What legislative problems are we facing?
The legislation that most governs the protection of personal data in the European Union is the General Data Protection Regulation (GDPR).
Although the GDPR is said to have been designed to be technologically neutral and adapted to processing personal data in different contexts, structures and manners, in the case of blockchain technology, many questions are raised, nonetheless.
The answers will be different for different types of blockchains, but here are some issues that need to be addressed:
- Who is the controller of personal data on a blockchain?
The controller determines the purposes and means of the processing of personal data. Does such an entity exist at all in the context of a distributed blockchain? We can potentially treat transaction-confirming miners as controllers (in the case of the proof-of-work consensus) – something that in the case of large public blockchains will be unfeasible in practice.
- Which laws should be applied to blockchain technology?
In situations where it is not possible to identify the personal data processing entity and the place where the data is processed (there are probably as many of these entities and places as there are network nodes), it is difficult to pinpoint the jurisdiction which will be appropriate for the legal assessment of data processing – in other words, the applicable national law.
- What constitutes personal data in the blockchain context?
The concept of personal data is becoming more and more broad. So can we treat public keys as personal data? After all, they do not have the features of anonymous data and they are often associated with specific natural persons, although their characteristics are similar to pseudonymized data.
- Does the blockchain limit the purpose of collecting and processing data and its minimization?
According to the GDPR, the specific purposes for which personal data is processed should be specified, explicit and legitimate (purpose limitation).

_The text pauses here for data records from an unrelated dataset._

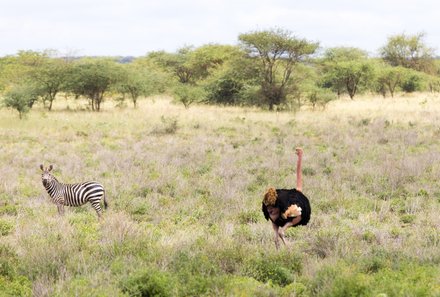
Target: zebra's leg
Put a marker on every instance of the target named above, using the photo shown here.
(60, 209)
(97, 206)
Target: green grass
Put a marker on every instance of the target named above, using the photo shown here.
(185, 188)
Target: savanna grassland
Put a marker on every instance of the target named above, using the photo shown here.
(185, 188)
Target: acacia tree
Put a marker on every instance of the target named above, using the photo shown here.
(92, 79)
(346, 69)
(136, 80)
(389, 78)
(409, 51)
(21, 98)
(51, 78)
(277, 52)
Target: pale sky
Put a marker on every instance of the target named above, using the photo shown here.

The personal data should be adequate, relevant and limited to what is necessary in relation to the purposes for which they are processed (data minimisation). These are just examples of principles set out by the GDPR. Meanwhile, in a public blockchain, data is maintained on every node of the network and is publicly accessible to anyone, regardless of the original purpose of their collection and processing.
- Are blockchains compatible with the personal data protection system by design and by default?
- How to realize the right to be forgotten?
Blockchains are practically non-editable and data held therein is often impossible to update, delete, change or correct.
- Who is liable for violations of the above requirements and obligations, since it is not possible to indicate the data controller?
What lies ahead?
A look at blockchains through the prism of data protection laws – especially laws as ambitious as the GDPR – is an interesting exercise, since it is not just a question of concluding that the application of this technology will generate legal problems.
This is only one side of the coin.
Blockchains may also become key components of future institutions, systems and mechanisms developed to cope with data protection regulations. For maximum efficiency, blockchain elements will likely combine with traditional solutions.
The advantages of this technology can be used to build a truly effective framework for the protection of personal data, in which the data subject will have actual power to control how their data is used.
Therefore, we are facing quite a challenge. We should interpret the laws, and design and build blockchain applications, in a manner that maximizes their synergy. Otherwise we will be stuck in a situation where the law will hold back the development of technology and innovation, while personal data will be protected less and less effectively.